El pronto arribo y establecimiento en Buenos Aires de artistas extranjeros contribuyó a aumentar la artesanía de los mates porteños, hechos íntegramente de plata, y “habiendo sido nuestra ciudad la rectora de la ciudadanía argentina, no es extraño encontrar en distintas provincias del norte mates de señalada procedencia bonaerense, llevados por expedicionarios militares, como presentes familiares y por adquisición de exiliados políticos”.

El mismo Oberti señala: “el mate totalmente hecho de plata, pudo haberse convertido en una inoperante artesanía o principal motivo de una floreciente industria suntuaria, si hubiese satisfecho cumplidamente las severas exigencias de todos aquellos que bebemos y saboreamos la infusión con el mismo deleite y gusto que ofrece, amplia y generosamente, la simple calabacilla.
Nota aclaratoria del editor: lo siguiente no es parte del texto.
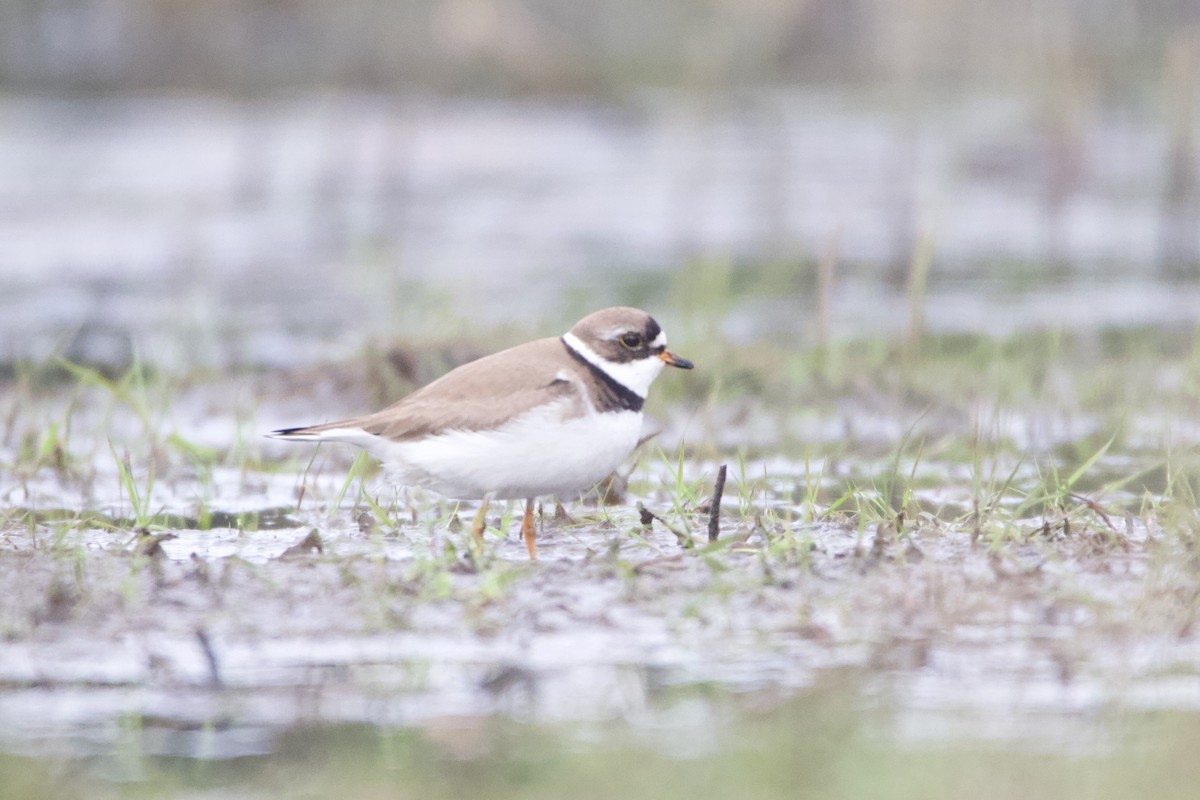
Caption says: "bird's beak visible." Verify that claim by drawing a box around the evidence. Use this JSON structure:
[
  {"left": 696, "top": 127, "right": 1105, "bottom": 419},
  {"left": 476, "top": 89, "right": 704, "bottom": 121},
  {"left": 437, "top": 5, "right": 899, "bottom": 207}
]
[{"left": 659, "top": 350, "right": 696, "bottom": 369}]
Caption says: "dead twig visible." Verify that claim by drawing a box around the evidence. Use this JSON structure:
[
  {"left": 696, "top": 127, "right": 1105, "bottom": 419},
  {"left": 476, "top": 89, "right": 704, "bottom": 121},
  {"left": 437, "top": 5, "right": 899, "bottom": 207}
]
[
  {"left": 637, "top": 500, "right": 696, "bottom": 549},
  {"left": 708, "top": 464, "right": 725, "bottom": 542}
]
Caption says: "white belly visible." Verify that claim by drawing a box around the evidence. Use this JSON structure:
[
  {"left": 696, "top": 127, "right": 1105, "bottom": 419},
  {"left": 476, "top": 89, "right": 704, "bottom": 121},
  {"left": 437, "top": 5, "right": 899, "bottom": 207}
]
[{"left": 368, "top": 403, "right": 642, "bottom": 499}]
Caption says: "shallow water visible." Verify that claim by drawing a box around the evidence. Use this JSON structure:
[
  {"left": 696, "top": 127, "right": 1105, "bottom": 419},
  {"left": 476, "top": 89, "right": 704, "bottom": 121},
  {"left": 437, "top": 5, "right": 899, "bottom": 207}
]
[{"left": 0, "top": 91, "right": 1200, "bottom": 369}]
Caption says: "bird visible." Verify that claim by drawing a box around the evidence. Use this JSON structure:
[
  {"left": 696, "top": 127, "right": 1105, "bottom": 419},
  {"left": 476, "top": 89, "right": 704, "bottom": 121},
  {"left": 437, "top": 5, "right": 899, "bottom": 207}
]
[{"left": 268, "top": 306, "right": 695, "bottom": 560}]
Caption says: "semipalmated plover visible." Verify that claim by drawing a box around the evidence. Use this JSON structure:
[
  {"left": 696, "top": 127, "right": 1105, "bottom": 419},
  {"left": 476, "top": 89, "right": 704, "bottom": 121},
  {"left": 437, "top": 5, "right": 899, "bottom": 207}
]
[{"left": 269, "top": 307, "right": 692, "bottom": 559}]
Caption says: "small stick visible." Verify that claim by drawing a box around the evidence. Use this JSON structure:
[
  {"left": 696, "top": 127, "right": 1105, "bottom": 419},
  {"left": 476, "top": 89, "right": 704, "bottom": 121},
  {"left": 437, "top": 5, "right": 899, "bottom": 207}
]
[
  {"left": 196, "top": 627, "right": 222, "bottom": 686},
  {"left": 708, "top": 464, "right": 725, "bottom": 542}
]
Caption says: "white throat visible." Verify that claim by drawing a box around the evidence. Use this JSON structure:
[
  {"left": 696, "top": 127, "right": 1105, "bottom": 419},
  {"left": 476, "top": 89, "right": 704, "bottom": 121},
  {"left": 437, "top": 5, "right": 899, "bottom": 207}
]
[{"left": 563, "top": 333, "right": 666, "bottom": 399}]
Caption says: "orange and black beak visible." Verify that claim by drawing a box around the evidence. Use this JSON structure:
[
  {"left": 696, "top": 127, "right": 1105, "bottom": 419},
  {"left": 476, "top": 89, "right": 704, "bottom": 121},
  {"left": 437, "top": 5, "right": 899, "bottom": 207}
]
[{"left": 659, "top": 350, "right": 696, "bottom": 369}]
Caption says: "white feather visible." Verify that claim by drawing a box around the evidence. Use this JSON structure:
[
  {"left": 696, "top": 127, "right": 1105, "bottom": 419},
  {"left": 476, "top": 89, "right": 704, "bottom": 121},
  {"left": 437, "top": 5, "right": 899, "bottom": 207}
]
[
  {"left": 374, "top": 402, "right": 642, "bottom": 499},
  {"left": 563, "top": 333, "right": 666, "bottom": 399}
]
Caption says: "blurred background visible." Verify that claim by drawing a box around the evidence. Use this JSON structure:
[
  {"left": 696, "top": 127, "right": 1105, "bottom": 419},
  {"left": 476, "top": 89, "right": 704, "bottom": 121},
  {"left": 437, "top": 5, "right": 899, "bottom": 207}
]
[{"left": 0, "top": 0, "right": 1200, "bottom": 368}]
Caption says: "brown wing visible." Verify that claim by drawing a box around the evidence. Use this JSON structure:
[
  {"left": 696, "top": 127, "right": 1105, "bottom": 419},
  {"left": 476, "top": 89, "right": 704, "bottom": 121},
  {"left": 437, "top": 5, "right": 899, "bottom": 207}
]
[{"left": 348, "top": 338, "right": 584, "bottom": 441}]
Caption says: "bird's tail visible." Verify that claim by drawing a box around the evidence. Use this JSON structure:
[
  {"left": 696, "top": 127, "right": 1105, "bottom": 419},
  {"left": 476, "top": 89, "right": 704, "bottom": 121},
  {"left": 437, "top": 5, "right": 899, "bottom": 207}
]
[{"left": 266, "top": 420, "right": 376, "bottom": 447}]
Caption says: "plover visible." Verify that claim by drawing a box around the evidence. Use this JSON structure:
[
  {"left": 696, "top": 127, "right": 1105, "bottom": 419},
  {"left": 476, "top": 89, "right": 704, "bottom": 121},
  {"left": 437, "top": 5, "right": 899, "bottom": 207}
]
[{"left": 269, "top": 307, "right": 692, "bottom": 559}]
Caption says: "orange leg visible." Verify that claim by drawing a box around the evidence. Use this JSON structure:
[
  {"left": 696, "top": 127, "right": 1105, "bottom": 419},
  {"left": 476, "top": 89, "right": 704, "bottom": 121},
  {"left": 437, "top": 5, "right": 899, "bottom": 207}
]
[
  {"left": 470, "top": 498, "right": 491, "bottom": 555},
  {"left": 521, "top": 498, "right": 538, "bottom": 561}
]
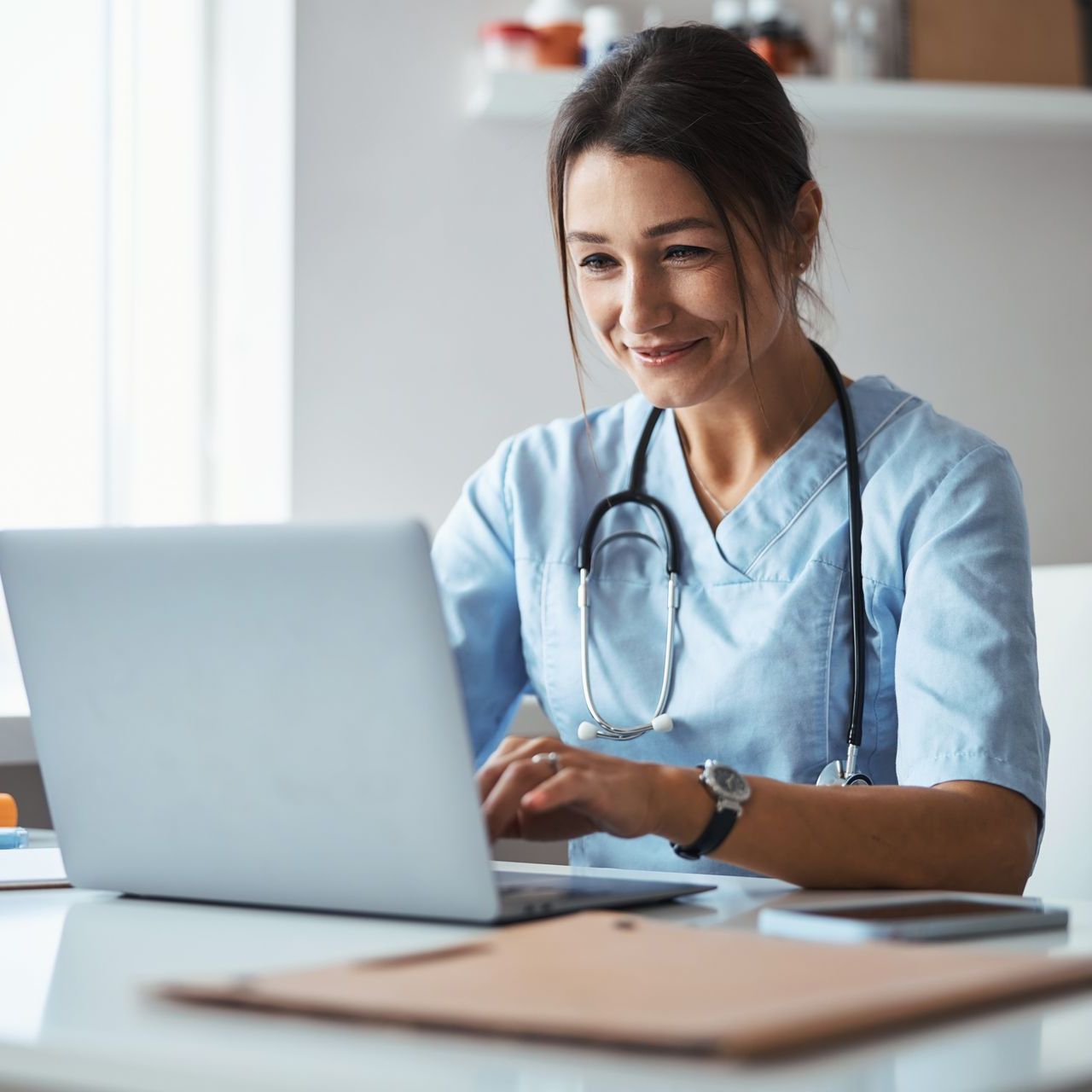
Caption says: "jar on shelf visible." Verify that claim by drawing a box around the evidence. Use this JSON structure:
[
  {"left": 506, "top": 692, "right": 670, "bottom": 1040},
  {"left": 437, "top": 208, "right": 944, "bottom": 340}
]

Para los materos el mate debe cebarse en la cucurbitácea conocida con ese nombre vulgar, es decir, en el fruto seco de la plana llamada también mate; nada de aparatos de madera hechos a torno, ni mates de plata, de metal blanco, de loza, de porcelana o de cristal y, muchos menos de tazas de tomar caldo y ni aún jarritos de lata o enlozados y hasta de tacitas y pocillos…”

Tomar mate es un hábito argentino que atraviesa a las clases sociales. Está presente en los countries y áreas selectas, pero también en los barrios más pobres de la ciudad y sus arrabales, donde, no caben dudas, cobra su mayor legitimidad tangible y simbólica.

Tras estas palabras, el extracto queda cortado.